Heaven, Hell and chopsticks

 

What’s in a chopstick?

Next in my series of articles on the humble chopstick, we take another look at the dining table as analogy for humanity.

I first heard this story during school assembly. It’s an old Zen parable that is told in a few different cultures, sometimes with spoons instead of chopsticks, though always with the same message.

The story always stuck with me, and reminds me how Chinese children are always taught to serve others first at the dinner table, by taking food from the communal dishes and placing it on their elders’ plates as a mark of respect. So typically Chinese people do not think twice about serving others during social eating occasions, sometimes to the bemusement of non–Chinese guests…

 Once upon a time, in a temple nestled in the misty end of south hill, lived a pair of monks. One old and one young.

“What are the differences between Heaven and Hell?” the young monk asked the learned master one day.

“There are no material differences,” replied the old monk peacefully.

“None at all?” asked the confused young monk.
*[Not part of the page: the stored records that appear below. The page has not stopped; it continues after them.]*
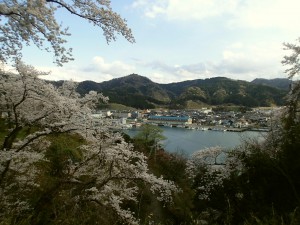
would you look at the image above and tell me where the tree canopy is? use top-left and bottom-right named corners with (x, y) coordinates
top-left (135, 124), bottom-right (166, 144)
top-left (0, 63), bottom-right (177, 224)
top-left (0, 0), bottom-right (135, 65)
top-left (282, 37), bottom-right (300, 79)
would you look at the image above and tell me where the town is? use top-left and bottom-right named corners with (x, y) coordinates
top-left (92, 107), bottom-right (283, 132)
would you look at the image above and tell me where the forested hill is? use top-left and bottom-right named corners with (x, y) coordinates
top-left (75, 74), bottom-right (288, 109)
top-left (251, 78), bottom-right (292, 91)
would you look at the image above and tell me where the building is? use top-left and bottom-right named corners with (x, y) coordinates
top-left (147, 115), bottom-right (192, 127)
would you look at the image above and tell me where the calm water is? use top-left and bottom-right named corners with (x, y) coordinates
top-left (125, 127), bottom-right (265, 155)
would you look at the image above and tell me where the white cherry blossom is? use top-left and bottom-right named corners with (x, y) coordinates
top-left (0, 62), bottom-right (177, 224)
top-left (0, 0), bottom-right (135, 65)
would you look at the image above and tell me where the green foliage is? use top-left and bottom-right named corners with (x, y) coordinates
top-left (23, 133), bottom-right (124, 225)
top-left (77, 74), bottom-right (169, 109)
top-left (131, 132), bottom-right (195, 225)
top-left (45, 134), bottom-right (84, 177)
top-left (134, 124), bottom-right (166, 159)
top-left (213, 105), bottom-right (252, 113)
top-left (251, 78), bottom-right (292, 91)
top-left (243, 207), bottom-right (300, 225)
top-left (185, 77), bottom-right (300, 224)
top-left (134, 124), bottom-right (166, 144)
top-left (75, 75), bottom-right (287, 109)
top-left (189, 103), bottom-right (300, 224)
top-left (97, 103), bottom-right (136, 110)
top-left (104, 92), bottom-right (157, 109)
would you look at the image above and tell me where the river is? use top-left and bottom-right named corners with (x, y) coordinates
top-left (124, 127), bottom-right (266, 155)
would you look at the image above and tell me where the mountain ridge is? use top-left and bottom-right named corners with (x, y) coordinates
top-left (74, 74), bottom-right (289, 109)
top-left (251, 78), bottom-right (292, 91)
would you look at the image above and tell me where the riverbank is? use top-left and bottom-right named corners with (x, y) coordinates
top-left (127, 122), bottom-right (270, 133)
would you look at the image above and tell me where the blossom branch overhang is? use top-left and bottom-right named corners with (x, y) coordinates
top-left (0, 11), bottom-right (21, 17)
top-left (45, 0), bottom-right (135, 44)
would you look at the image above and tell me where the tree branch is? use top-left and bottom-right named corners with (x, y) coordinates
top-left (46, 0), bottom-right (107, 24)
top-left (0, 11), bottom-right (21, 17)
top-left (0, 159), bottom-right (11, 187)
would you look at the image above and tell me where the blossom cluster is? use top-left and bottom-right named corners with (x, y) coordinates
top-left (186, 146), bottom-right (242, 200)
top-left (0, 63), bottom-right (177, 224)
top-left (0, 0), bottom-right (134, 65)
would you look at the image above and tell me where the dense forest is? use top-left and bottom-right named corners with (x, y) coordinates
top-left (74, 75), bottom-right (288, 109)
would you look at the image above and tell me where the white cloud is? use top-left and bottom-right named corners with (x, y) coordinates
top-left (87, 56), bottom-right (135, 76)
top-left (132, 0), bottom-right (237, 20)
top-left (133, 0), bottom-right (236, 19)
top-left (38, 57), bottom-right (136, 82)
top-left (131, 0), bottom-right (300, 32)
top-left (138, 41), bottom-right (286, 82)
top-left (34, 43), bottom-right (287, 84)
top-left (167, 0), bottom-right (238, 20)
top-left (210, 42), bottom-right (286, 80)
top-left (131, 0), bottom-right (167, 18)
top-left (215, 42), bottom-right (285, 75)
top-left (230, 0), bottom-right (300, 31)
top-left (148, 72), bottom-right (172, 83)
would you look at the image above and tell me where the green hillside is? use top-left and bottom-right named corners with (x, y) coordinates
top-left (75, 75), bottom-right (288, 109)
top-left (251, 78), bottom-right (292, 90)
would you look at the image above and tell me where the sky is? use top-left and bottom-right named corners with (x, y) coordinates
top-left (22, 0), bottom-right (300, 84)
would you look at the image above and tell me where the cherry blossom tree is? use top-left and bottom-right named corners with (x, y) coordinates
top-left (186, 146), bottom-right (238, 201)
top-left (280, 38), bottom-right (300, 204)
top-left (282, 37), bottom-right (300, 79)
top-left (0, 0), bottom-right (135, 65)
top-left (282, 38), bottom-right (300, 138)
top-left (0, 63), bottom-right (177, 224)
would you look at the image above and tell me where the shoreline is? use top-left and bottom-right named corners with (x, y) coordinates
top-left (126, 123), bottom-right (270, 133)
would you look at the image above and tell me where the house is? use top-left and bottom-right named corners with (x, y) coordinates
top-left (147, 115), bottom-right (192, 126)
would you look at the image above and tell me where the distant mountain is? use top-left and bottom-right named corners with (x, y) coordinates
top-left (75, 74), bottom-right (288, 109)
top-left (77, 74), bottom-right (170, 109)
top-left (162, 77), bottom-right (287, 109)
top-left (251, 78), bottom-right (292, 91)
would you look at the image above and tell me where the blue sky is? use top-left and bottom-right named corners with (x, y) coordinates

“Yes. Both Heaven and Hell look the same. They all have a dining hall with a big hot pot in the centre in which some delicious noodles are boiled, giving off an appetising scent,” said our old priest. “The size of the pan and the number of people sitting around the pot are the same in these two places.”

“But oddly, each diner is given a pair of meter-long chopsticks and must use them to eat the noodles. And to eat the noodles, one must hold the chopsticks properly at their ends, no cheating is allowed,” the Zen master went on to describe to our young monk.

“In the case of Hell, people are always starved because no matter how hard they try, they fail to get the noodles into their mouths,” said the old priest.

 “But isn't it the same happens to the people in Heaven?” the junior questioned.

“No. They can eat because they each feed the person sitting opposite them at the table. You see, that is the difference between Heaven and Hell,” explained the old monk.